04/04/11              15-859(M) Randomized Algorithms

* amplification via expanders
* expanders and eigenvalues
========================================================================

Today we are going to talk more about expander graphs, and in particular
constant-degree expanders.  Recall these have the property that every
set W of size <= n/2 has |N(W)-W| >= epsilon*|W|, for some constant epsilon>0.

First, is a 2-grid an expander?  No.  Perimeter of W might be
only sqrt(area).  How about 3-d grid?  No.  Surface area might be only
(volume)^{2/3}.  For an expander you need surface area proportional to
volume.  So expanders are intrinsically high-dimensional.

Anupam pointed out nice Gabber-Galil intuition [give intuition]
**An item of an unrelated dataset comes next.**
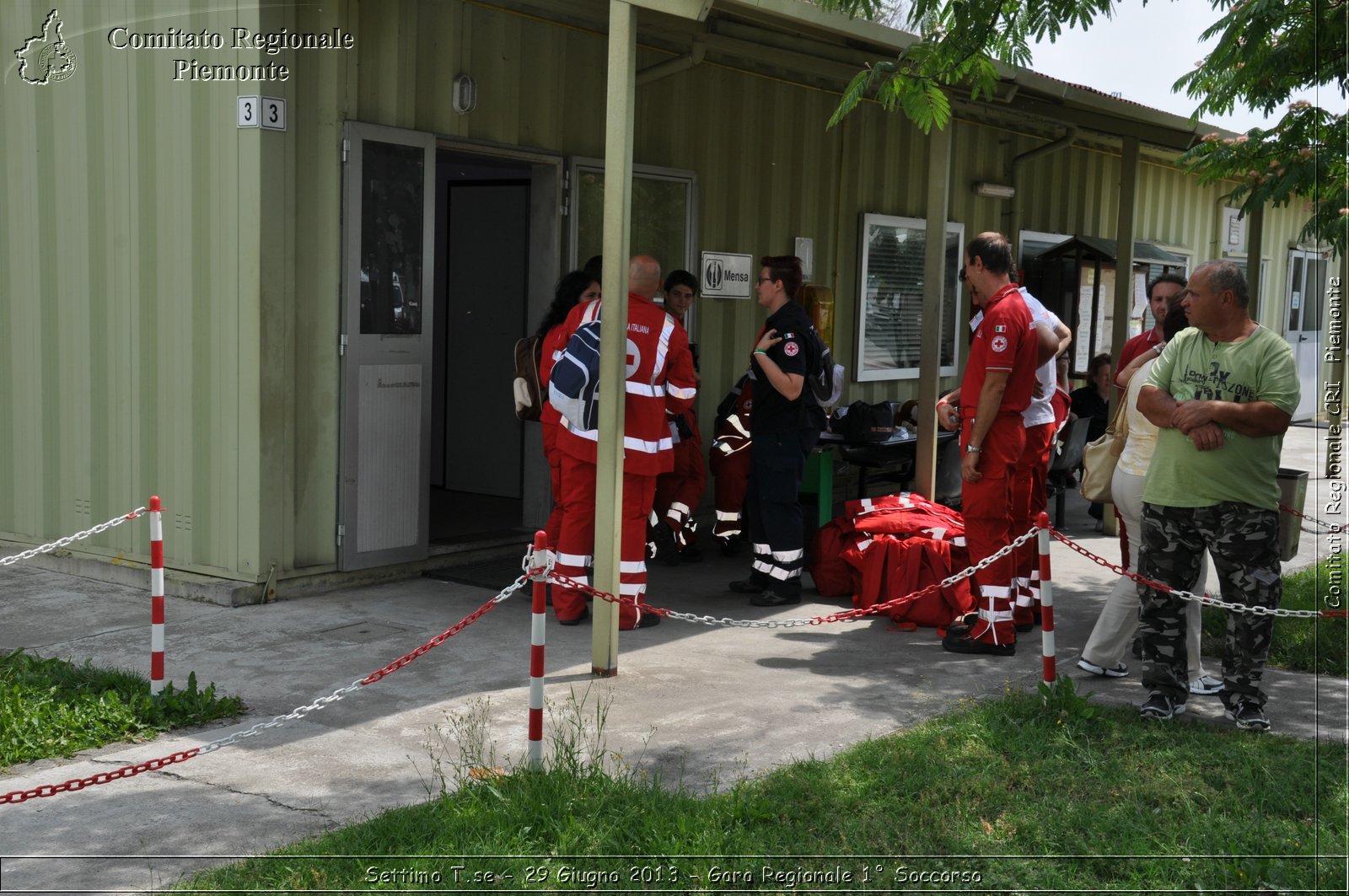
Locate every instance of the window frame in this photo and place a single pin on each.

We're going to show today that expansion implies having an eigenvalue
gap (and therefore rapid mixing as we showed last time) and vice
versa.  Also [before or after?] I wanted to finish and argument from last
time on how expanders can be used to reduce the number of random bits
needed for amplifying the success probability of a randomized algorithm

Expanders for amplification [Impagliazzo & Zuckerman]
-----------------------------------------------------
* Have BPP alg using r random bits, with failure prob 1/100.  Claim: 
can decrease failure to (1/100)^k by using only r + O(k) random bits.
(in contrast to r*k bits if ran k times independently)
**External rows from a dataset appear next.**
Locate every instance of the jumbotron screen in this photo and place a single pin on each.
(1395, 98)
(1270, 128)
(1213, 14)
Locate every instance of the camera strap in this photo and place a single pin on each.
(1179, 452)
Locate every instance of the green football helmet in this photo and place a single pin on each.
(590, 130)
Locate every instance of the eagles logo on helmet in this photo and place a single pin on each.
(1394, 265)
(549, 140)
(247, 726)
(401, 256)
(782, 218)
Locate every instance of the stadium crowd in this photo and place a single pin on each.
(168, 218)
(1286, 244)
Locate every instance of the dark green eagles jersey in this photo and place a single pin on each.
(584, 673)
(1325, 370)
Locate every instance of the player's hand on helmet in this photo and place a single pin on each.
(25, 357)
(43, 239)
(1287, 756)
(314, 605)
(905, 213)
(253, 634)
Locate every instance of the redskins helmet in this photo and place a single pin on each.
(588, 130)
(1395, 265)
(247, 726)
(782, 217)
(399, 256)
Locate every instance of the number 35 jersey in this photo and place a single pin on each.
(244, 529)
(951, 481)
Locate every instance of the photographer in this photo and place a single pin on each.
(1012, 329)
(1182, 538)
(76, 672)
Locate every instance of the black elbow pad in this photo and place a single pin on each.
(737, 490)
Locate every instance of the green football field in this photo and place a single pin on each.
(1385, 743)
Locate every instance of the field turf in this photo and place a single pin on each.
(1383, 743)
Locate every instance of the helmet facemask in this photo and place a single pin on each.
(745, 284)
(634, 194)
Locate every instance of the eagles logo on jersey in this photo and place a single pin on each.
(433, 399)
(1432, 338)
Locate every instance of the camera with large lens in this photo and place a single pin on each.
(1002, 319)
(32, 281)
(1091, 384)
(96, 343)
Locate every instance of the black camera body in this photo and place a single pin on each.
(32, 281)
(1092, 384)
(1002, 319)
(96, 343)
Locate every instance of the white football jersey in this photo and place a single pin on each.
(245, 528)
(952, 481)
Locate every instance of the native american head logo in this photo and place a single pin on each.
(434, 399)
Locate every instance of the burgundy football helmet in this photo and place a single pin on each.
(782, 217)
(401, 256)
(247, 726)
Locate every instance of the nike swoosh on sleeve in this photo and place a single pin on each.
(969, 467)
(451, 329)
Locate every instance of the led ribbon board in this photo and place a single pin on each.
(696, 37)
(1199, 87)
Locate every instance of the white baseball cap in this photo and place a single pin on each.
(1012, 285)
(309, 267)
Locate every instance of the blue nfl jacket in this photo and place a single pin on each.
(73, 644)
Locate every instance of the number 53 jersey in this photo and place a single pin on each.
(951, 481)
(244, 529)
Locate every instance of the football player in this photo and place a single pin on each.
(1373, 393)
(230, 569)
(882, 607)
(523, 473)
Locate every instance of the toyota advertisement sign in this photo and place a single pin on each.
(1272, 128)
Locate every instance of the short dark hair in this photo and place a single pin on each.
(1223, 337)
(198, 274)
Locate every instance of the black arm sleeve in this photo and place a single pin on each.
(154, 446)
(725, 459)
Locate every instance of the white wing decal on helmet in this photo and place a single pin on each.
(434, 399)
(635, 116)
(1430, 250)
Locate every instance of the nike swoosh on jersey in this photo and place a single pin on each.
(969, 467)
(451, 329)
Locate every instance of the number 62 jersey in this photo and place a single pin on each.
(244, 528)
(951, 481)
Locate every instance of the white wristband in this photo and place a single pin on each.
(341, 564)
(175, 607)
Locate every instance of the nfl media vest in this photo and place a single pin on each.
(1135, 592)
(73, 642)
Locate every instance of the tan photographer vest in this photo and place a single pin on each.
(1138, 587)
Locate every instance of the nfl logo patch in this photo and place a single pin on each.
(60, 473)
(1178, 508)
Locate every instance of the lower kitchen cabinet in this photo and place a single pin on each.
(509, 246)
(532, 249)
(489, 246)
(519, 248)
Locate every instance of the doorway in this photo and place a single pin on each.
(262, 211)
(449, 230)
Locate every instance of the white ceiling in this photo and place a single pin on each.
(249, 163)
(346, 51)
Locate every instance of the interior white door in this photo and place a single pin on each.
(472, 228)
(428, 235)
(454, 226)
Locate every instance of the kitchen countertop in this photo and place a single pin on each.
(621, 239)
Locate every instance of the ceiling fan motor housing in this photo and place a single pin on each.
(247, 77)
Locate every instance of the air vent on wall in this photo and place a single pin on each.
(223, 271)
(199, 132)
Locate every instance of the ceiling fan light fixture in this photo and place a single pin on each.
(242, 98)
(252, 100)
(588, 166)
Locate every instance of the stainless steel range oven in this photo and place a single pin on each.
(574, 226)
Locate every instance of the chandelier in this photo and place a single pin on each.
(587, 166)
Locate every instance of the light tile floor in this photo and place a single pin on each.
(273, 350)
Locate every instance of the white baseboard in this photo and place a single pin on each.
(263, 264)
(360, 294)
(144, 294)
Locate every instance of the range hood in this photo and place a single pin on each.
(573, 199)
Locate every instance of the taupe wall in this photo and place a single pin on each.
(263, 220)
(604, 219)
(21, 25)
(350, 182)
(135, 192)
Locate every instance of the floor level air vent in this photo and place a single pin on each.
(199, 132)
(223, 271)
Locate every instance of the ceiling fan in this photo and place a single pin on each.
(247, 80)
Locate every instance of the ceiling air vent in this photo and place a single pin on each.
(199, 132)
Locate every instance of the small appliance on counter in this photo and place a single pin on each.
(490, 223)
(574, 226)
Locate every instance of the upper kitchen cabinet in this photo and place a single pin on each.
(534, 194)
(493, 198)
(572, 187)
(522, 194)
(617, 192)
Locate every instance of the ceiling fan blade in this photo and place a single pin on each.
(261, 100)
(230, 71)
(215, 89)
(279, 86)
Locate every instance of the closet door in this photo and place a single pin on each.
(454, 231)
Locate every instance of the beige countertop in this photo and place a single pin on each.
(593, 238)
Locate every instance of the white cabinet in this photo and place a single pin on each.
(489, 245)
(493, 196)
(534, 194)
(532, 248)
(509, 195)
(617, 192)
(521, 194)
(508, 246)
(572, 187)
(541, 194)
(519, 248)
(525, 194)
* Idea: set up implicit expander graph with one node for each string of
length r, and imagine we color nodes ``good'' or ``bad'' depending on
whether they cause the BPP algorithm to answer correctly or not (so
99% of the nodes are good).  Start at random initial position and then
do a random walk.  Only need constant random bits per step.  Sample
every \beta steps (ie., run the BPP alg using the current node as its
random input) where \beta is defined to make 2nd largest eigenvalue of
R = M^\beta at most 1/10.  Sample 42k times and take majority
vote.  What we want is for it to be very unlikely that more than half
of samples are bad nodes.

* We'd like to say that no matter where you start, after running one
step of R, there's at most 1/5 chance of being at a bad node.  Can't
quite get this.  But, get something similar by looking at L_2
length.  In particular, for any vector p, 

	sqrt(sum of squares of bad entries of pR) <= 1/5 *(L_2 length of p).
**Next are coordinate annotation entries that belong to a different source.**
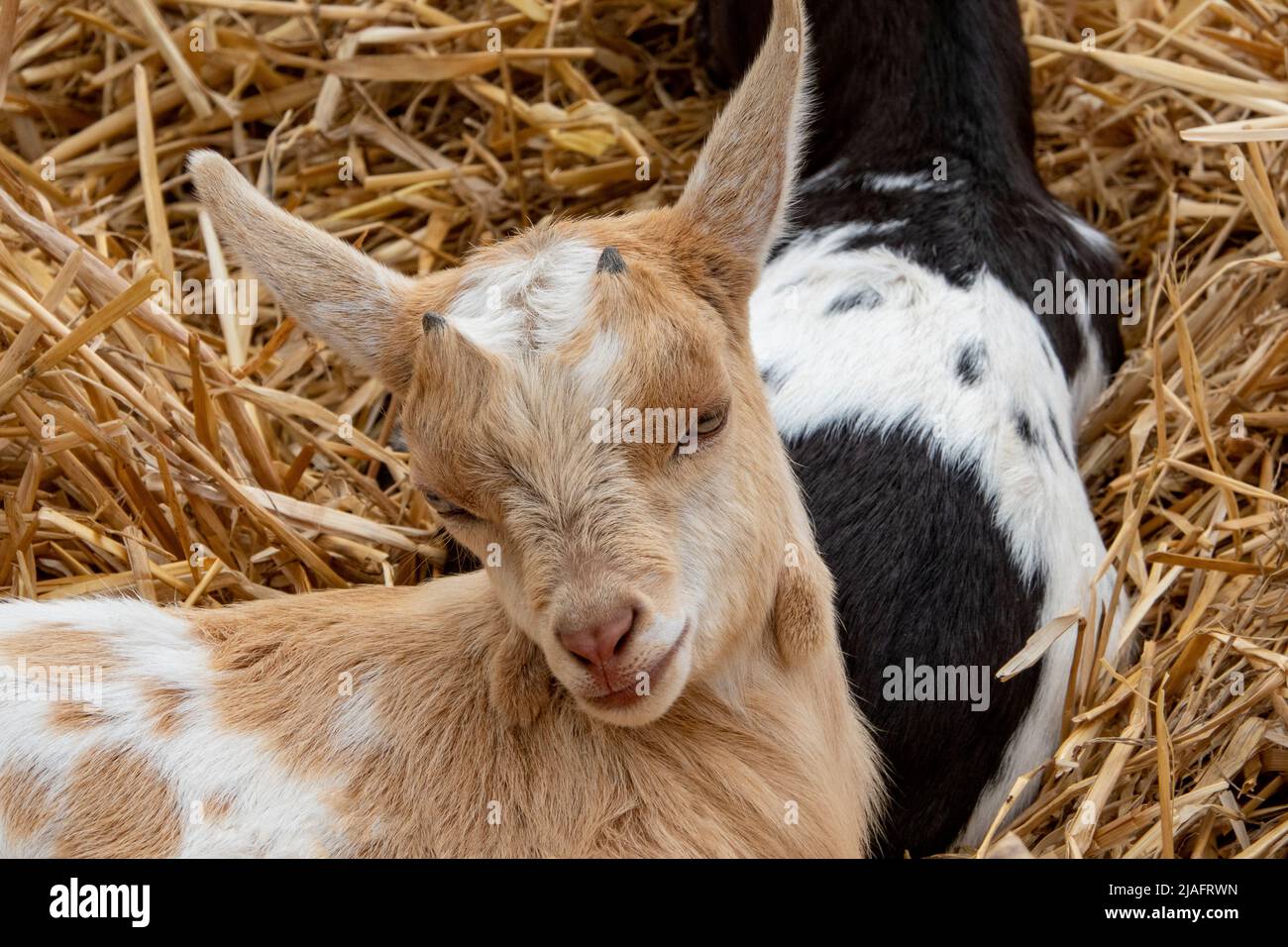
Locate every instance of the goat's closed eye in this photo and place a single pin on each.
(711, 421)
(708, 424)
(446, 508)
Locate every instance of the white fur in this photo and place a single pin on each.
(150, 647)
(527, 300)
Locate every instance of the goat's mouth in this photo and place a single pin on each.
(631, 694)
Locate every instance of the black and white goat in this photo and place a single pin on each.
(931, 410)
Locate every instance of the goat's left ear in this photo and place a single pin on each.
(357, 305)
(741, 184)
(804, 615)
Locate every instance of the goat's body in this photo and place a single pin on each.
(362, 723)
(930, 410)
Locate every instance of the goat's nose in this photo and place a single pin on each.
(599, 641)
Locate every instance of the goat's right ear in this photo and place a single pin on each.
(361, 308)
(739, 188)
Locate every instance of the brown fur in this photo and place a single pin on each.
(117, 805)
(451, 719)
(26, 801)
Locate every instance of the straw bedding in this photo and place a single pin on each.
(188, 455)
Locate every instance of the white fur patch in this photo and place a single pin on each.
(527, 302)
(273, 813)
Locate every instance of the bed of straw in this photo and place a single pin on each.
(175, 447)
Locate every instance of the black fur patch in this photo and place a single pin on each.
(944, 594)
(912, 86)
(610, 262)
(970, 363)
(909, 86)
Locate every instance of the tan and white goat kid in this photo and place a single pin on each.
(652, 669)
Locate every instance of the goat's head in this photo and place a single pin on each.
(632, 565)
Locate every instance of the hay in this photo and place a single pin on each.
(188, 458)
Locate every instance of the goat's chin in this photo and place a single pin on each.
(627, 707)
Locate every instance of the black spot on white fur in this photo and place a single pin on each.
(944, 594)
(1025, 429)
(610, 262)
(772, 379)
(971, 359)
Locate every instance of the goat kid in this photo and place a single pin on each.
(652, 669)
(928, 398)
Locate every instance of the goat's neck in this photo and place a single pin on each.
(905, 81)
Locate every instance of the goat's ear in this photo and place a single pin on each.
(804, 613)
(357, 305)
(741, 184)
(519, 680)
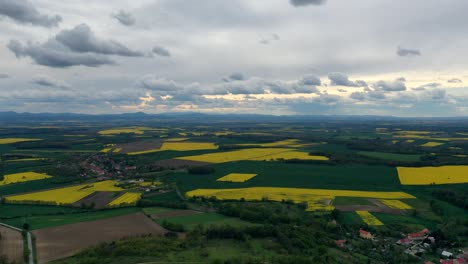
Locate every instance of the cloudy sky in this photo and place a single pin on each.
(281, 57)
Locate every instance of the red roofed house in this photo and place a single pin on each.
(340, 243)
(404, 241)
(365, 234)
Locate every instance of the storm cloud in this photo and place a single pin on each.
(341, 79)
(403, 52)
(23, 12)
(125, 18)
(298, 3)
(44, 80)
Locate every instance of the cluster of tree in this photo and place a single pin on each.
(201, 170)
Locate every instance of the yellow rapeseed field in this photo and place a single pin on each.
(128, 198)
(105, 150)
(396, 204)
(369, 219)
(15, 140)
(253, 154)
(27, 159)
(314, 197)
(178, 146)
(433, 175)
(23, 177)
(237, 177)
(431, 144)
(66, 195)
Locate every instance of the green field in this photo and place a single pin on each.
(390, 156)
(189, 222)
(38, 222)
(277, 174)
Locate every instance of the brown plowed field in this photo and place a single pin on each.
(11, 244)
(59, 242)
(175, 214)
(179, 164)
(100, 200)
(139, 146)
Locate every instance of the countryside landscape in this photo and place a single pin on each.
(233, 132)
(234, 191)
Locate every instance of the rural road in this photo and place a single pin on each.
(30, 246)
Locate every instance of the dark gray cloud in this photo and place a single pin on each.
(387, 86)
(403, 52)
(23, 12)
(161, 51)
(338, 78)
(50, 82)
(454, 80)
(57, 58)
(298, 3)
(82, 39)
(125, 18)
(426, 86)
(310, 79)
(78, 46)
(359, 96)
(237, 76)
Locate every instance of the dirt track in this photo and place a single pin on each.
(59, 242)
(11, 244)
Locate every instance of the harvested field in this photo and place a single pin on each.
(100, 200)
(64, 241)
(11, 244)
(174, 214)
(179, 164)
(138, 146)
(369, 208)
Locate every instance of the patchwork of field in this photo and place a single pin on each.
(258, 154)
(63, 241)
(23, 177)
(178, 146)
(66, 195)
(128, 198)
(316, 199)
(237, 177)
(16, 140)
(11, 244)
(369, 219)
(433, 175)
(432, 144)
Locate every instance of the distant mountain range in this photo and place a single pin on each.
(188, 117)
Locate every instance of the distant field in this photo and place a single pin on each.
(193, 220)
(16, 140)
(66, 195)
(38, 222)
(254, 154)
(433, 175)
(316, 199)
(390, 156)
(23, 177)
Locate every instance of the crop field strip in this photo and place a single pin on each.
(237, 177)
(16, 140)
(369, 219)
(317, 199)
(433, 175)
(23, 177)
(257, 154)
(128, 198)
(178, 146)
(65, 195)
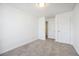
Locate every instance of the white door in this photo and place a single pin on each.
(63, 28)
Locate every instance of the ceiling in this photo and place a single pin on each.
(50, 10)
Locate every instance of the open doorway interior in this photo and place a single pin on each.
(46, 32)
(50, 28)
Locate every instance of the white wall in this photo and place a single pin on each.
(51, 27)
(17, 28)
(41, 28)
(63, 27)
(75, 22)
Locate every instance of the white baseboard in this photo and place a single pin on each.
(29, 41)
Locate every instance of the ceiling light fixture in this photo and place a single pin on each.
(41, 4)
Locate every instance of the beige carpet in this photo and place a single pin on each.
(43, 48)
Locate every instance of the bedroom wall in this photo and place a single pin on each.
(16, 28)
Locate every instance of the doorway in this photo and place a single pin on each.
(46, 31)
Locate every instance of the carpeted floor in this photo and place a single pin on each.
(43, 48)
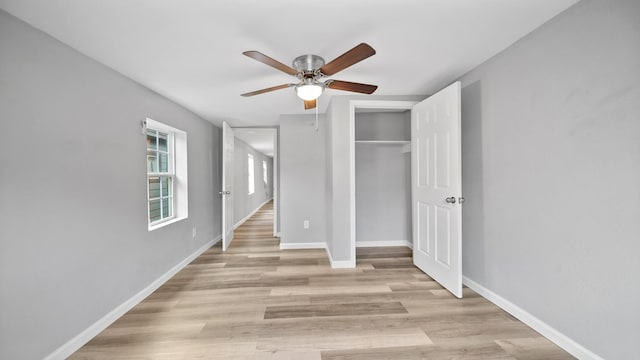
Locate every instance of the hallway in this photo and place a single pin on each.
(259, 302)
Proof: say eigenvectors are e_1, e_2, ... where e_1 = (1/n,...,1/n).
All orthogonal.

  Let p = x + y, where x = e_1, y = c_2e_2 + ... + c_ne_n

  For convenience, define Z as matrix that zeroes out all the good entries.  
  I.e., Z is identity but where have zeroed out entries for good nodes.

  So, our goal is to show that ||pRZ|| <= 1/5 * ||p||.

  Look at x: ||xRZ|| = ||xZ|| <= 1/10 * ||x||.  [because 10 = sqrt(100)]

  Look at y: ||yRZ|| <= ||yR|| 
              = ||c_2 lambda_2^beta e_2 + ...+ c_n lambda_n^beta e_n||
             <= 1/10 * ||y||.   [since each component shrunk by 1/10]

  So,
	||pRZ|| <= ||xRZ|| + ||yRZ||   (triangle inequality)
                <= 1/10||x|| + 1/10||y||
                <= 1/5 * ||p||

(Note: this also shows that ||pRRZ|| <= 1/5 * ||p||, etc.)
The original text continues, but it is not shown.